Los sueños son historias que nuestra mente proyecta mientras dormimos. Sobre ellos surgen muchas dudas en psicólogos y científicos, ya que no se tiene clara cuál es su función exacta o si expresan un significado concreto. Pueden describirse como un estado de semi-consciencia en el que recibimos señales sensoriales e incluso sentimos emociones. Soñamos entre 3 y 6 veces cada noche, y cada sueño dura entre 5 y 20 minutos. Los expertos tienen claro que suponen un enjambre de emociones, preocupaciones, miedos, representaciones de personas cercanas a nosotros y situaciones que nos agradan o disgustan.

Qué ocurre cuando soñamos

Mientras soñamos perdemos el control de la imaginación, las emociones o sentimientos. Los sueños no se desarrollan de forma lineal, sino en ráfagas que se suceden de forma rápida durante unos minutos.
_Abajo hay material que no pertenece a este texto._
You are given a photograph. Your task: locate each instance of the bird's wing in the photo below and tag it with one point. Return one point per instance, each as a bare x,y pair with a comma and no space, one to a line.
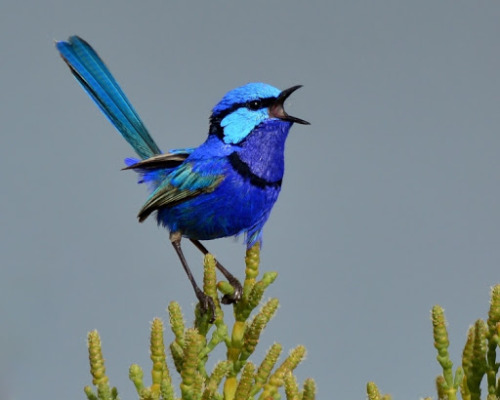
160,161
186,182
96,79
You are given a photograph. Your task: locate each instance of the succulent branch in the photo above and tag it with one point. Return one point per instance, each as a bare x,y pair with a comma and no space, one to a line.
478,357
236,378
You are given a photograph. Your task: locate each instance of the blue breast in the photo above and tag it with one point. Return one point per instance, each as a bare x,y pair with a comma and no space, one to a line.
252,169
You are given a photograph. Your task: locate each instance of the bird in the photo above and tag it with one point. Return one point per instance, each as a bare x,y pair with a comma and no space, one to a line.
225,187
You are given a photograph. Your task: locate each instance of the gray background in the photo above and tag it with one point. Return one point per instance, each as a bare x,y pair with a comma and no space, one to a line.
389,204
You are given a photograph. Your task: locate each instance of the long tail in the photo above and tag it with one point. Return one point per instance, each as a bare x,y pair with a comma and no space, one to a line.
95,78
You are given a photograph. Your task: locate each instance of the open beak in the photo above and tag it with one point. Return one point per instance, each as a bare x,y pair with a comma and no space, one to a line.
277,109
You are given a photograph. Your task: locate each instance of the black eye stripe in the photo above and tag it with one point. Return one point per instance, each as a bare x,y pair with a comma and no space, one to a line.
258,104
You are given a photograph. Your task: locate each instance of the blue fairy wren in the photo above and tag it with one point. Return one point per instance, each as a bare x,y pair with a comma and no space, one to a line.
225,187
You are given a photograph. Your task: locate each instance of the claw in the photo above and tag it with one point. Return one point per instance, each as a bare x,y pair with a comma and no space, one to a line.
236,295
207,305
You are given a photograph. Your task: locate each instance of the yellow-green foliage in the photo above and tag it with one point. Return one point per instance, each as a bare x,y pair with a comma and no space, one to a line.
478,357
236,377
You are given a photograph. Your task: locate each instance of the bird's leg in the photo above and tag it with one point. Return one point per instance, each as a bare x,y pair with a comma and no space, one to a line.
206,302
235,283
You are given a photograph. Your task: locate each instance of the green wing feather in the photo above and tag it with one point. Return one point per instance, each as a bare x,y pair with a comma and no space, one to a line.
181,185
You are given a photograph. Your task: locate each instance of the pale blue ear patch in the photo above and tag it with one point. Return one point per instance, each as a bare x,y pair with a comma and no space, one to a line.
240,123
242,94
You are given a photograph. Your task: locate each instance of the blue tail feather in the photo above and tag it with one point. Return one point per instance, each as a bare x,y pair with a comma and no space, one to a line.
96,79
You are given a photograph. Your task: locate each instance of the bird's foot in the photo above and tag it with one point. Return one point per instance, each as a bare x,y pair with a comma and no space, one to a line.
236,295
207,305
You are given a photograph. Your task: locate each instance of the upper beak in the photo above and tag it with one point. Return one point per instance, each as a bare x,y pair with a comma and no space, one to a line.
277,109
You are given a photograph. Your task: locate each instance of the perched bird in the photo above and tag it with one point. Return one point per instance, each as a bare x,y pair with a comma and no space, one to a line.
225,187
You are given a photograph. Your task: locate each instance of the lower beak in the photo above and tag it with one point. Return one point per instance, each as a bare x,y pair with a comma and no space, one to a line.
277,109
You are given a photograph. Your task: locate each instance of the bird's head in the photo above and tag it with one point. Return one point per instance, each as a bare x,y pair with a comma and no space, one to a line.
245,107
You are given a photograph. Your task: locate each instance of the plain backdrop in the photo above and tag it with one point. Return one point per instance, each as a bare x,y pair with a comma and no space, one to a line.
389,203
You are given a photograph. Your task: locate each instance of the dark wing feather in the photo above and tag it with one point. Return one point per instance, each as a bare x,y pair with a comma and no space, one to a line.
181,185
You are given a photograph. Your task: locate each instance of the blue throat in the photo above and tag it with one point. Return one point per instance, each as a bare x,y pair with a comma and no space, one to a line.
259,157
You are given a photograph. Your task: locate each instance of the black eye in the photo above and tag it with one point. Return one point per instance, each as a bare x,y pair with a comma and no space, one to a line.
254,105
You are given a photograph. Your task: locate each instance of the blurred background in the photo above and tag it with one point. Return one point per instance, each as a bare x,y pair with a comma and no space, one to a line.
389,203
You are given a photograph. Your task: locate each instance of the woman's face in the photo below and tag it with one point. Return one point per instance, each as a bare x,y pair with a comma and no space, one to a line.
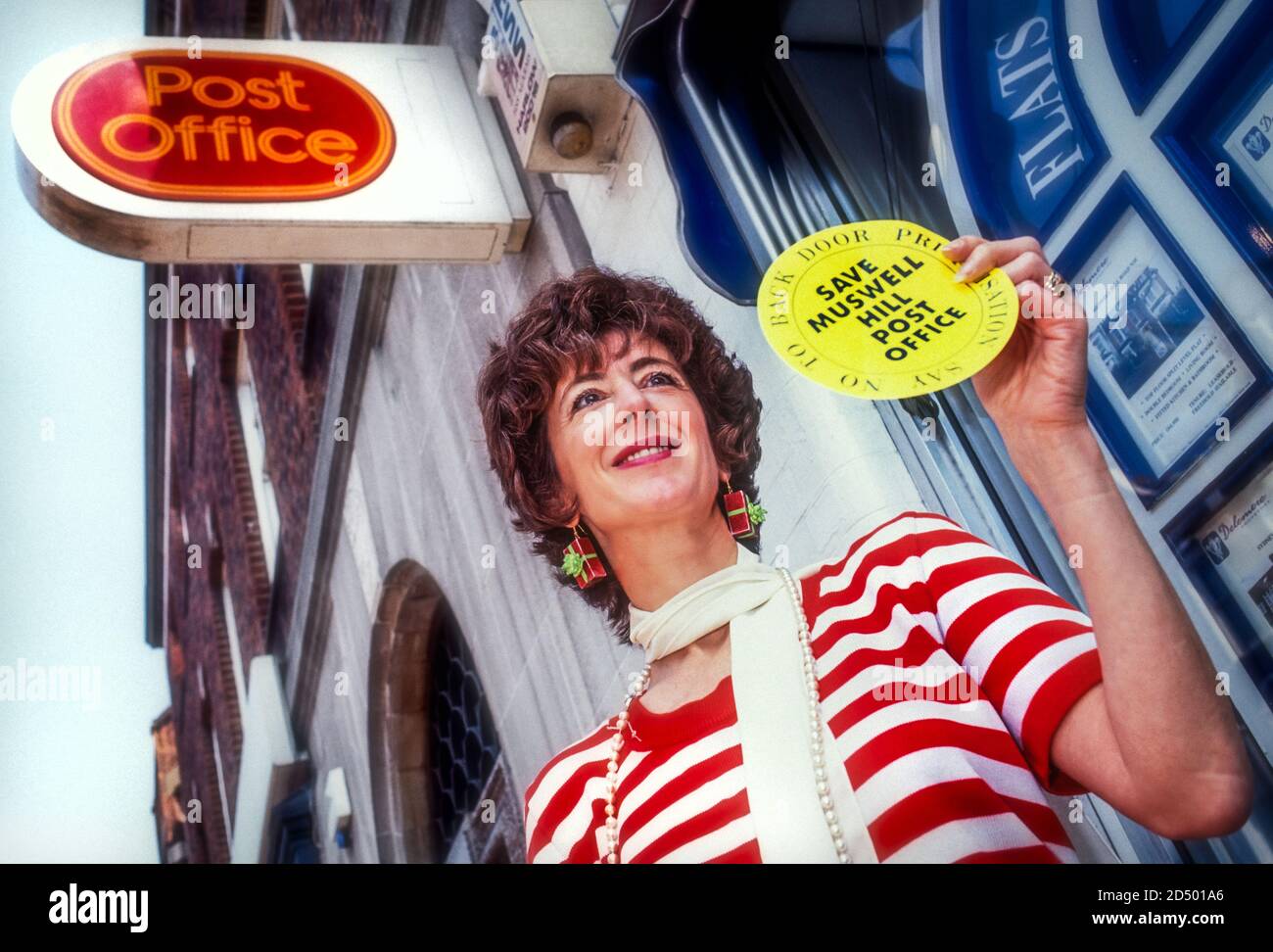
632,441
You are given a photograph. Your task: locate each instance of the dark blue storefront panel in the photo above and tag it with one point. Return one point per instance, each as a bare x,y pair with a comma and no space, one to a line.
1022,137
1147,39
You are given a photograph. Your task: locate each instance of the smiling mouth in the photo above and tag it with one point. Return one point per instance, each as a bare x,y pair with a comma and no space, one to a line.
639,455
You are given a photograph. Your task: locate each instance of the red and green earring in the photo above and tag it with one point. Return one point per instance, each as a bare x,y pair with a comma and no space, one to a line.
741,513
581,560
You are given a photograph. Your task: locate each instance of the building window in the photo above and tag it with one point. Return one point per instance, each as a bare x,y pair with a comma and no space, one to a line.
463,742
254,439
436,755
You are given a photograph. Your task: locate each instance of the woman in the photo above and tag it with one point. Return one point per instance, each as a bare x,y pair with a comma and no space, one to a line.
905,700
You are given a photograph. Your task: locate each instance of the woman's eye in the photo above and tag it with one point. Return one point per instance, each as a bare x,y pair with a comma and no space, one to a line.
578,401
Pero, ¿qué sucede en nuestro cuerpo?

  • El centro lógico deja de funcionar, dando paso a escenarios irreales y sin demasiada coherencia aparante.
  • Mientras soñamos, el flujo sanguíneo se duplica respecto al que tenemos en un estado de conciencia o vigilia.
  • Solo movemos los ojos, porque los sueños suceden durante la fase REM, que se repite durante 90 minutos, aproximadamente.
  • Se ha comprobado que cuando nos despertamos durante esta fase somos capaces de recordar de forma clara y lúcida el contenido de lo que hemos soñado. Pasados unos minutos el recuerdo se vuelve borroso, resultando irreconocible.
  • El cerebro manda un aviso a la médula espinal para que no active el sistema músculoesquelético, encargado del movimiento corporal, y nos quedemos quietos. Esto tiene como objetivo reparar el ADN y recargar las pilas de nuestro organismo.

¿Sirven para algo?

Se cree que soñamos para que el cerebro pueda deshechar y seleccionar recuerdos, intentando solucionar problemas que nos preocupan durante el día. Soñar puede cumplir una función terapéutica a la hora de limitar los recuerdos dolorosos. Además, nuestra mente crea los escenarios con los que soñamos usando lo que vemos, olemos, probamos o escuchamos durante nuestro día.

Para dormir mejor

Se estima que una de cada tres personas sufren trastornos en el sueño. Y es que, es un problema que persigue a gran parte de la población mundial.

  • Las pesadillas son un fenómeno recurrente, que todo el mundo va a experimentar en algún momento de su vida. Pueden estar causadas como efecto secundario de algunos fármacos.
  • Los sentimientos negativos, miedo, terror, ansiedad, rabia o vergüenza pueden producir ansiedad diurna o miedo a dormir.
  • Las rutinas y horarios regulares a lo largo del día van a favorecer el sueño de calidad, porque fortalecen el reloj interno.
  • Realizar determinadas actividades a una hora adecuada nos pueden ayudar también a dormir mejor, por ejemplo, el ejercicio por la mañana es positivo, pero realizarlo 6 horas antes de irnos a dormir puede empeorar el sueño.
  • Debemos evitar alimentos ricos en los aminoácidos tirosina y fenilalanina, como la carne roja, los huevos y el jamón. Sin embargo, los que son ricos en triptófano y en hidratos de carbono de absorción lenta nos pueden ayudar a conseguir un sueño de mejor calidad, como los lácteos o el pescado azul.